BÖLÜM 15

2.5K 167 12
                                    

Demir kulübeye gittiğinde olanlara anlam veremiyor, Ateş'in ne yapmaya çalıştığını anlamıyordu. Ona o kadar sinirliydi ki, yüzünü bile görmek istemiyordu. Dolunay'ın düşmesinden, tekrar panik atak geçirmesinden, gözlerinden sessizce akan yaşlardan kendini sorumlu tutuyordu.

Kulübeden çıkmadan fotoğrafları ayrı ayrı paketlemişlerdi. Hepsinin olduğu çantayı ve Dolunay'ın çantasını kapan Demir arabasının anahtarlarını cebine koyup, koşarak Dolunay'ın yanına döndü.

Dolunay hala aynı yerde duruyor, panikle etrafa bakıyordu. Gözleri elindeki fotoğraf çantasına çarpınca sakinleşti ve derin bir nefes aldı.

Pelin'le Ahmet'e dönüp "Arabam şirkette de biriniz beni arabama bırakır mısınız?" dedi sessizce. İkisi de "Tabii ki!", "Ben bırakırım." derken Demir araya girip "Bu halde araba kullanamazsın Dolunay, ben seni önce hastaneye, sonra eve götüreceğim." dedi.

Dolunay "Hastanelik bir şey yok, ben evde hallederim. Ama önce uğramam gereken bir yer var. Beni arabama bırakacaksan seninle gelirim, yoksa çocuklar bırakır." dedi.

Demir Dolunay'ın yüzündeki kararlı ifadeyi görüp ikna edemeyeceğini anlayınca "Tamam seni arabana bırakacağım, gel hadi." dedi.

Arkadaşlarına özür dileyen gözlerle bakarak Dolunay'ın koluna girdi ve onu arabaya götürdü. İki çantayı arkaya koyduktan sonra Dolunay'ı yolcu koltuğuna bindirip nazikçe emniyet kemerini bağladı. Daha sonra kendisi de arabaya binip otoparktan çıktı.

Hala ne olduğunu anlamaya çalışıyordu. Hiçbir şey düşünemiyor, sürekli kendine "Böyle bir şey nasıl oldu?" diye soruyordu.

Dolunay kafasını cama yaslamış, boş gözlerle dışarıya bakıyordu. Göz yaşları sessizce yanağından süzülüyor, çenesinden aşağı akan kana bulaşıyordu.

"Dolunay, ben çok özür dilerim. Böyle bir şey nasıl oldu hala anlamıyorum."

"Demir?" dedi Dolunay bitkin bir şekilde. "Asıl ben çok özür dilerim. On beş sene önce verdiğim karardan sonra ne yaşandı bilmiyorum ama belli ki sadece en yakın arkadaşlarımı değil, on bir yaşındaki bir çocuğu da derinden yaralamışım. Ateş'e kızma Demir. Kim bilir neler yaşadı içinde, neler yaşıyor... Ben ne yaşadıysam ve yaşıyorsam benim suçum. Hak ediyorum da! Başka kimseyi suçlayamam. Sen de suçlamayacaksın."

"Dolunay..."

"Hayır Demir. Ateş böyle acı çekerken biz eskisi gibi olamayız. Bunu bugün daha iyi anladım. Yıllar önce aldığım yanlış kararlar benim peşimi hiç bırakmadı. Ben iyiyim gerçekten, sen şimdi Ateş'e odaklanmalısın. Şu anda en önemli şey bu! Benim onda açtığım yaraları ancak sen kapatabilirsin. Beni boş ver lütfen. Aile hayattaki en önemli şey. Onların değerini zamanında bilmezsen, ilerde çok pişman olursun."

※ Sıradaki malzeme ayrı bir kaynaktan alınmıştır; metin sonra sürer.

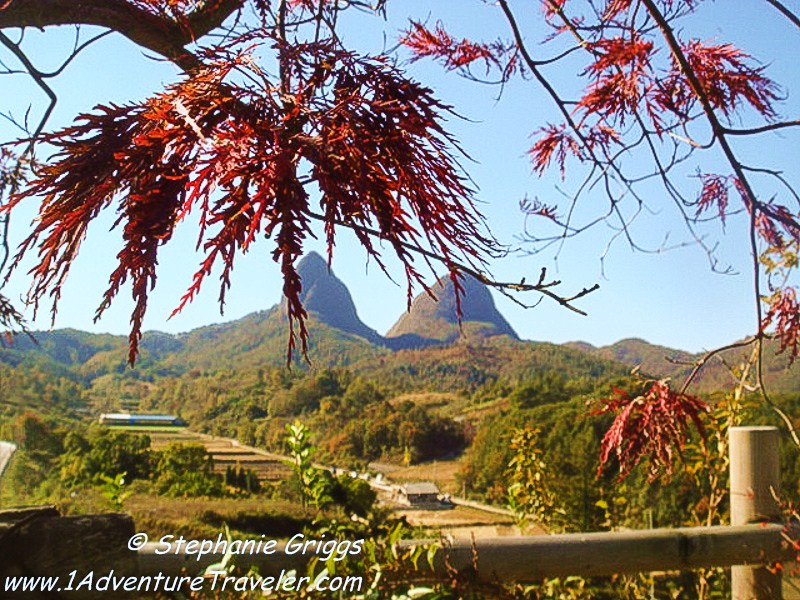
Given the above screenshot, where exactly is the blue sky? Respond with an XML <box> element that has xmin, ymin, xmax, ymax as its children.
<box><xmin>0</xmin><ymin>0</ymin><xmax>798</xmax><ymax>350</ymax></box>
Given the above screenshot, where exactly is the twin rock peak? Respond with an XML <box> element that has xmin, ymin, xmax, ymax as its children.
<box><xmin>297</xmin><ymin>252</ymin><xmax>519</xmax><ymax>350</ymax></box>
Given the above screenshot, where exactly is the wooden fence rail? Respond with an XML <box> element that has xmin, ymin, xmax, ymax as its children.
<box><xmin>0</xmin><ymin>428</ymin><xmax>800</xmax><ymax>600</ymax></box>
<box><xmin>139</xmin><ymin>524</ymin><xmax>800</xmax><ymax>582</ymax></box>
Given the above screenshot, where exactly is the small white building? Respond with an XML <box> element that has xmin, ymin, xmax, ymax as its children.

"Sen de benim ailemsin! Ben yıllardır o kadar pişmanlık duyuyorum ki, şimdi yine başa dön diyorsun bana!"

"Başa dön demiyorum. Önce Ateş'i iyileştir diyorum. Ben bir yere gitmiyorum, sen istediğin sürece en yakın arkadaşlarından biri olacağım. O iyi olduğunda da tekrar hayatında olacağım..."

Demir Dolunay'ın ne kadar inatçı olduğunu bildiği için daha fazla ısrar etmedi. Zaten şirketin önüne gelmişlerdi. Dolunay arabadan inerken Demir de onunla indi. Arabanın arkasından çantaları alıp, Dolunay'ın çantasını kendisine verdi. Dolunay kapının kilidini açınca da fotoğrafların olduğu çantayı arka koltuğa bıraktı.

Dolunay tam arabanın kapısını açmış, arabaya binecekken Demir onu kolundan tutup kendine çevirdi ve sıkı sıkı sarıldı. "Çenene pansuman yapmayı unutma!" dedi sessizce.